Having no MI sounds good, too. But if the loan program carries a higher interest rate, what’s the difference? Good marketing, plan, Bank of America. Put a new label on an existing program and then make a media splash.

Are 3% Down Loans Risky?

Some folks are asking if this is subprime lending all over again. As a loan officer who worked in both retail and wholesale lending (inside closed doors of an institution that provided money to mortgage lenders), and who wrote Mortgage Rip-Offs and Money Savers to warn the public about the scams and lies, I will say this is not subprime lending all over again, but it is moving the pendulum from the super-strict end of the spectrum to more leniency.
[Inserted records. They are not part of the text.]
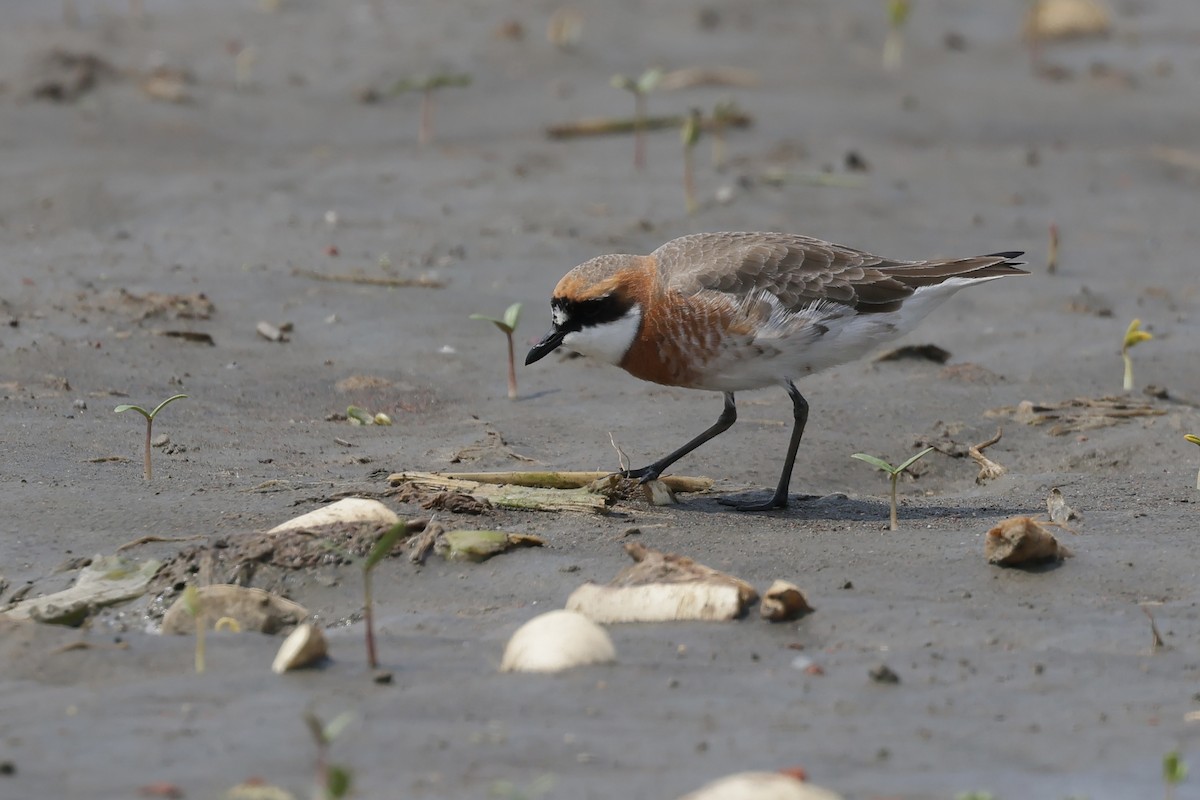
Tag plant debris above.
[679,770,842,800]
[1046,487,1080,525]
[162,583,308,634]
[984,397,1166,437]
[984,516,1072,566]
[29,48,118,103]
[0,555,162,626]
[500,610,617,673]
[433,530,546,563]
[566,542,758,622]
[758,581,815,622]
[967,428,1008,483]
[388,473,612,513]
[292,270,446,289]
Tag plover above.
[526,233,1027,511]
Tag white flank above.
[698,276,1003,391]
[563,303,642,365]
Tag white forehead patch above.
[564,303,642,365]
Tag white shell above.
[271,622,329,675]
[500,610,617,673]
[679,772,842,800]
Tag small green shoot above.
[346,405,391,425]
[1121,319,1154,392]
[883,0,912,72]
[610,67,662,169]
[470,302,521,399]
[679,108,700,215]
[391,72,470,145]
[304,711,355,800]
[1163,750,1188,800]
[184,584,205,675]
[113,395,187,481]
[362,522,408,669]
[851,447,934,530]
[1183,433,1200,492]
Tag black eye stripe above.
[551,294,632,331]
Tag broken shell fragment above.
[433,530,546,563]
[679,772,841,800]
[271,622,329,675]
[758,581,814,622]
[162,583,308,634]
[566,542,758,624]
[984,517,1070,566]
[642,480,679,506]
[500,610,617,673]
[268,498,400,534]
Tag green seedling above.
[1183,433,1200,492]
[346,405,391,425]
[113,395,187,481]
[391,72,470,144]
[1121,319,1154,392]
[470,302,521,399]
[304,711,355,800]
[1163,750,1188,800]
[362,522,408,669]
[184,584,205,675]
[883,0,912,72]
[679,108,700,215]
[610,67,662,169]
[851,447,934,530]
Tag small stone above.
[868,664,900,684]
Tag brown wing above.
[653,233,1025,313]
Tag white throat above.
[563,303,642,365]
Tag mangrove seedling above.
[610,67,662,169]
[113,395,187,481]
[1163,750,1188,800]
[883,0,912,72]
[851,447,934,530]
[679,108,700,215]
[470,302,521,399]
[362,521,408,669]
[1183,433,1200,492]
[304,711,354,800]
[391,72,470,144]
[1121,319,1154,392]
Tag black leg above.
[737,380,809,511]
[623,392,734,483]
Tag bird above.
[524,233,1028,511]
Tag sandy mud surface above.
[0,0,1200,800]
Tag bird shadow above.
[683,492,1037,524]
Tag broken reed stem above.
[362,570,379,669]
[142,416,154,481]
[504,331,517,399]
[634,91,646,170]
[890,473,900,530]
[546,112,754,139]
[1046,222,1058,275]
[416,89,433,145]
[683,145,700,216]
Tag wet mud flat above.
[0,0,1200,800]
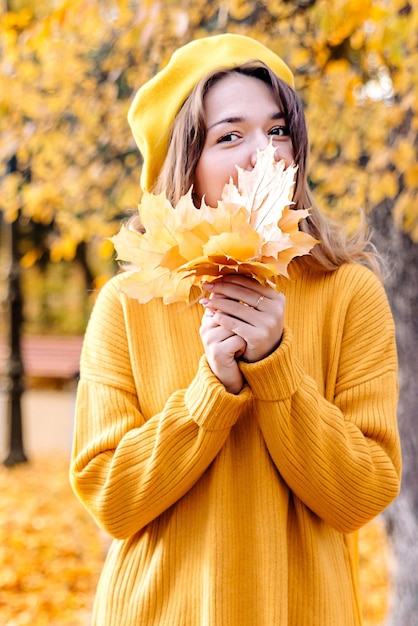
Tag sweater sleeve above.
[70,278,251,538]
[242,268,401,532]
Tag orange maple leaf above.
[111,143,317,304]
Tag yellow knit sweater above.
[71,264,401,626]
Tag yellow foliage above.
[0,0,418,247]
[404,163,418,189]
[0,456,390,626]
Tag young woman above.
[71,35,401,626]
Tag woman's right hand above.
[200,309,247,394]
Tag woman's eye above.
[269,126,290,137]
[218,133,238,143]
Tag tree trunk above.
[371,202,418,626]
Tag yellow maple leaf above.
[111,143,317,304]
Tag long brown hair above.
[147,61,380,275]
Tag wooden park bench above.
[0,335,83,386]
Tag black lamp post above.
[3,157,28,467]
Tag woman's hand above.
[200,308,246,394]
[201,275,285,364]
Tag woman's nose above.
[249,135,278,170]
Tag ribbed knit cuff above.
[185,356,251,430]
[240,328,303,402]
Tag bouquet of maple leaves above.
[111,143,317,304]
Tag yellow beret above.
[128,34,294,191]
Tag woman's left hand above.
[201,275,286,363]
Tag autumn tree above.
[0,0,418,626]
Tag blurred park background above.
[0,0,418,626]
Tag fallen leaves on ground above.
[0,458,106,626]
[0,458,389,626]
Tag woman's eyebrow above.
[207,111,284,130]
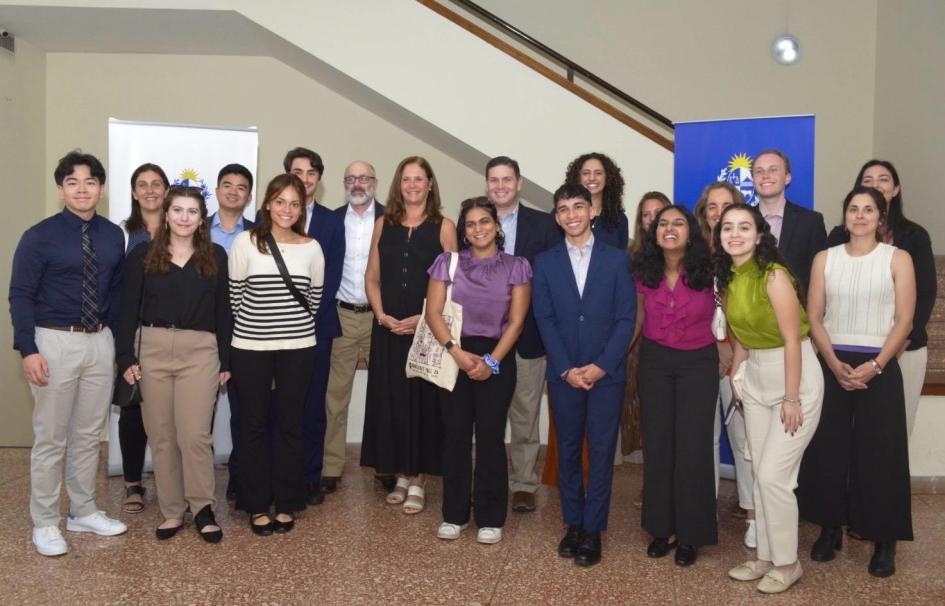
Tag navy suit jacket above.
[456,202,561,359]
[532,238,637,385]
[256,201,345,342]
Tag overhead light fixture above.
[771,34,801,65]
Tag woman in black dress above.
[361,156,457,514]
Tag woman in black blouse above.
[827,159,937,435]
[116,186,232,543]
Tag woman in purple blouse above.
[633,205,719,566]
[426,198,532,544]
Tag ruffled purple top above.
[427,250,532,340]
[637,273,715,351]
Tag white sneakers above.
[66,511,128,537]
[476,527,502,545]
[33,526,69,556]
[745,520,758,549]
[436,522,469,541]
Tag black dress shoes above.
[574,532,601,566]
[675,544,696,566]
[305,482,325,505]
[810,526,843,562]
[646,538,676,558]
[867,541,896,577]
[558,525,584,558]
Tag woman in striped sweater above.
[229,174,325,535]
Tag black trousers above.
[230,347,315,514]
[797,351,912,541]
[637,338,719,545]
[440,337,515,528]
[118,405,148,483]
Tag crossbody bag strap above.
[266,234,315,319]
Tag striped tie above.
[82,222,99,330]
Right after the mortgage meltdown, 3% down conventional loans were discontinued. You had to put down at least 5%, and the credit score requirement became stricter. Or, you could take a 3.5% FHA loan.  (FHA promptly raised its Upfront Mortgage Insurance Fee. It was 1% and today it is 1.75%. In addition, the monthly MI fee increased.)

Nothing New?

In reality, the 3% down conventional loan has been available again in 2014. Many lenders require a credit score of 720.

This “new” 3% down with no MI program that is rolling out by Bank of America (and backed by Freddie Mac) requires a credit score of 660. But all full-service lenders (such as Envoy Mortgage where I work) already have a 3% down loan with a credit score requirement of 620; it is called HomeReady, and it is backed by Fannie Mae. You get the five choices for covering MI that are listed above.

This gives me an idea. Maybe I should announce that there is a new loan program available, only from me, myself, and I. It’s called The Spring Homebuyer’s Special. It is 3% down and you get five choices for MI. Woo-hoo everybody!!! Call for a press release and help get my name out there, right next to Mr. Big Bank.

Many thanks to Jared, who suggested I blog on this topic.